Challenges and Opportunities for Incorporating Physiological Information into Pharmacokinetic Models of Intranasal Drug Delivery to the Brain: A Review of Current Status and Future Trajectories

Intranasal (IN) drug delivery could be a promising non-invasive route to reach the central nervous system (CNS) bypassing the blood-brain-barrier (BBB). This review critically examines the mechanisms involved, challenges in predicting outcome of nasal delivery, and future directions of applying physiologically based pharmacokinetic (PBPK) modelling for such predictions. The nasal cavity has distinct anatomical and physiological features in the olfactory and respiratory regions, which play an essential role in drug deposition and subsequent entry to the systemic circulations as well as general passage. However, since the biological composition of the olfactory and trigeminal nerves in the nasal area are not well known, the prediction of drug absorption to systemic circulation from nasal mucosa or direct transport from nose to brain are fraught with many challenges. Thus, addressing the impact of drug permeability, mucociliary clearance, enzymatic degradation, and nasomucosal toxicity are still essential challenges when developing nasal formulations for drugs.
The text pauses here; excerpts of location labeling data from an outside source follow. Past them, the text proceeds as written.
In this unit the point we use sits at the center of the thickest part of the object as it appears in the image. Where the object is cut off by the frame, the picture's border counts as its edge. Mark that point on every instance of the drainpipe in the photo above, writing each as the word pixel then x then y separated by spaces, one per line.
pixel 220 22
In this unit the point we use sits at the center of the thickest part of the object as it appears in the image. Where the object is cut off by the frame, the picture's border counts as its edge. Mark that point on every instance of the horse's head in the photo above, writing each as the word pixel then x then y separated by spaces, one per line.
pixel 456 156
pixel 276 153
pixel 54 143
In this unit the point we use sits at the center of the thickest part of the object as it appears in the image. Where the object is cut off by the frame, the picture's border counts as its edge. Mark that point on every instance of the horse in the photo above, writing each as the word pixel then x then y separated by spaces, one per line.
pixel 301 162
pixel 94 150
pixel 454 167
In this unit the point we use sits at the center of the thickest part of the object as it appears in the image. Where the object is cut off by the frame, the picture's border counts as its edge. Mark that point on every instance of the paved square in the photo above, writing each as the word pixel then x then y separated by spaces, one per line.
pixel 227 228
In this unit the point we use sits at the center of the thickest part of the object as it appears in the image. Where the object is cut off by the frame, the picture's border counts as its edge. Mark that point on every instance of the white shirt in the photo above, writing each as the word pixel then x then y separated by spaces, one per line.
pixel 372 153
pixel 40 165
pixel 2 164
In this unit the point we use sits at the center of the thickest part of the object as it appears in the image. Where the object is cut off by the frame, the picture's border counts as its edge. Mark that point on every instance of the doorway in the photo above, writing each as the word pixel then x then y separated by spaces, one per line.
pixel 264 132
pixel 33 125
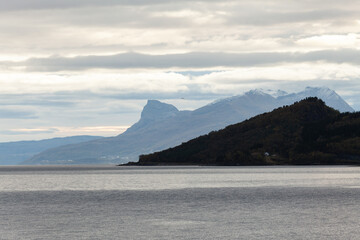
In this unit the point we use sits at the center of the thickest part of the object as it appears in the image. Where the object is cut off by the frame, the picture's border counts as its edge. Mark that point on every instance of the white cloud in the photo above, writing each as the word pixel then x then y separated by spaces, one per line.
pixel 71 65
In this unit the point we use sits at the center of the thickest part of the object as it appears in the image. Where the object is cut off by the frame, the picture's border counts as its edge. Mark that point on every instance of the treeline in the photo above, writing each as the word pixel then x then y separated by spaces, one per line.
pixel 307 132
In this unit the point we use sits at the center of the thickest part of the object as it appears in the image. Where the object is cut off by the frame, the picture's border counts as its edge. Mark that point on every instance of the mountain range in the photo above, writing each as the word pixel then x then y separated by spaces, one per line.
pixel 307 132
pixel 162 126
pixel 13 153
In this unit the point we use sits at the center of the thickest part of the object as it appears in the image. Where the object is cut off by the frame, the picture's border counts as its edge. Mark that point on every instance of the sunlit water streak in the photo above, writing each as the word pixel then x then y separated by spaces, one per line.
pixel 107 202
PBPK models have the capability of integrating complex anatomical, physiological, and biological aspects of the systems when they are available. Nevertheless, translation from in vitro experiments or animal studies into humans, requires addressing knowledge gaps in such systems parameters. Future investigations should be directed towards creation of the necessary missing information as much as refinement of the models themselves. Combining advanced computational techniques for drug deposition with better PBPK models could help improve the predictivity of clinical outcomes from IN delivery that are targeting the CNS.